Ay’a seyahat!  

Bu iki kelimeyi yan yana duyduğum her zaman aklıma öncelikle Jules Verne’in ölümsüz eseri gelir. Uzaya seyahat ya da Ay’a yolculuk etme hayalini bence en iyi anlatan romandır. Yaşamını 1828-1905 yılları arasında sürdüren Jules Verne, bu romanını, 1865’de kaleme almış. Dünya’nın Merkezine Yolculuk, Denizler Altında 20.000 Fersah gibi öteki kitaplarından da anlaşılacağı üzere, zaten zamanının ötesinde bir hayal gücüne sahip olduğu çok açık; öyle ki, onun hayallerinin çoğu yüz yıllar sonra, ancak günümüzde gerçekleşmiş durumda. 

Verne’in hayali ya da başka bir deyişle Ay’a insanlı seyahatlerin ilki 16 Temmuz 1969’da gerçekleşmiş; 1969-1972 arasında, insanoğlu beş kez daha Ay’a ayak basmış ve araştırmalar yapmış. O zamandan beri, insanlık çok yol kat etmiş, Uzay’a uluslararası istasyon kurmuş, uzak gezegenlere ve Mars’a defalarca özel uzay araçları göndermiş. 

Gelelim günümüzün Türkiye’sine, Şubat 2021’e…

İktidar partisi birdenbire Ay’a gitme konusunu ortaya attı. Gözlerime inanamadım bu haberi görünce! Ne kadar mutlu olduğumu anlatamam!

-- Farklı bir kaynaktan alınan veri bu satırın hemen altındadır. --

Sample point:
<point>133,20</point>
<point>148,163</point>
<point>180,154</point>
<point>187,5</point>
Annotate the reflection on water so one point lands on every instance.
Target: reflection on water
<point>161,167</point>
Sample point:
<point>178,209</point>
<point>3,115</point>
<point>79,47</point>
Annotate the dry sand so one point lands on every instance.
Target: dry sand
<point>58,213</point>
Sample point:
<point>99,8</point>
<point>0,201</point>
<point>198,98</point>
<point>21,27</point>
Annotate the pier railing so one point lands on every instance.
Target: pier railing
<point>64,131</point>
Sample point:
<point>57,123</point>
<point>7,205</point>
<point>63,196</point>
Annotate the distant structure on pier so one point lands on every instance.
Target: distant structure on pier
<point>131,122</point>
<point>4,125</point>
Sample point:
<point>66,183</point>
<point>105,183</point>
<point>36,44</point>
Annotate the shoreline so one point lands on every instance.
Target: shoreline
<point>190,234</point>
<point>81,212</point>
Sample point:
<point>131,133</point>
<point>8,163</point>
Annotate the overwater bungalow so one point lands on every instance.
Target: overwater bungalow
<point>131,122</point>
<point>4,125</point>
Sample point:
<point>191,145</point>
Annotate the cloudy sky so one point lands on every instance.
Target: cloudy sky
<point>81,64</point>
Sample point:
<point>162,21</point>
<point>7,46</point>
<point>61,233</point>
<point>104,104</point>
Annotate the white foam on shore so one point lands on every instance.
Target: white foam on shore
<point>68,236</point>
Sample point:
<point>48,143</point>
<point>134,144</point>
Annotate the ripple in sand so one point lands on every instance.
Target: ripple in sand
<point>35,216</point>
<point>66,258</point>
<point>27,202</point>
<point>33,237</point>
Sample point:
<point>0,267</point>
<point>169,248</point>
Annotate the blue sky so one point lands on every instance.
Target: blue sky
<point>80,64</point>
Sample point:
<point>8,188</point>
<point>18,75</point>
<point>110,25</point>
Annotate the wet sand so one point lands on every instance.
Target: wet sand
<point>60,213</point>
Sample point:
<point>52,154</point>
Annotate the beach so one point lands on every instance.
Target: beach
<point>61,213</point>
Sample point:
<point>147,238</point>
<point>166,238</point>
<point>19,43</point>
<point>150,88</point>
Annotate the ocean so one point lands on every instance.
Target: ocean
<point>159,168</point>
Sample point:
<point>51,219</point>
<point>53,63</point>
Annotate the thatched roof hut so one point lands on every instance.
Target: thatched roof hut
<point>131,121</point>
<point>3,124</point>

Toplumsal sağlık konusunda bütün sorunlarını çözmüş; küresel boyutta devam eden Covid-19 salgınında, bütün halkını kendi ürettiği aşı ile aşılamayı başarmış, üstelik, üçüncü dünya ülkelerine bu aşıları sağlar hale gelmiş bir Türkiye’nin; 

-Dünya’nın ilk 500 üniversitesine, ondan fazla üniversitesini yerleştirebilmiş; yüksek öğretimde, rektör seçimlerini üniversitelerin kendi kadrolarına bırakmış, köklü üniversitelerin köklü geleneklerine saygı duyan; orta öğretimde devlet okullarının imkan ve eğitim kalitelerini çok yükseltmiş, en uzak köylere bile eğitim imkanlarını taşımış bir Türkiye’nin;

-Ögrencisinden işçisine demokratik haklarını özgürce, zekice kullanan, eleştiri ve protesto yapmak isteyen herkesi engellemek, tutuklamak yerine onların, korunmasını sağlayan yeni bir güvenlik anlayışını oluşturmuş bir Türkiye’nin; 

-Herkesin insanca çalıştığı, yaşadığı ve kazandığı, işsizlik sorununun ortadan kalktığı, açlıktan ve pahalılıktan kimsenin yakınmadığı, çocukların çalışmak zorunda kalmadığı bir Türkiye’nin; 

-Toplumsal barışın, demokrasinin, insan haklarının, siyasi saygının, hoşgörünün, adaletin yerleştirildiği, uygulanan diplomasi ve politikalar ile iç ve dış savaş ihtimallerinin ortadan kaldırılmış olduğu bir Türkiye’nin; 

-Ücretsiz ve kaliteli eğitime, ücretsiz sağlık hizmetlerine, bilimsel harcamalara bütçeden ayırdığı payları kat kat arttırmış bir Türkiye’nin; 

-Ülkenin dört bir yanında, depremler ve doğal afetler için hazırlıklarını tamamlamış, depreme dayanıksız bütün yapılarını yenilemiş bir Türkiye’nin; 

-Herkesin ama herkesin, kültürel ve sanatsal etkinliklere ekonomik ve zamansal bir kaygı yaşamadan katılabildiği, kendini geliştirebileceği imkanlara ulaşabildiği bir Türkiye’nin; 

Jules Verne’nin bu şahane hayalinden geri kalması ve Ay’a gitmemesi asla beklenmemelidir.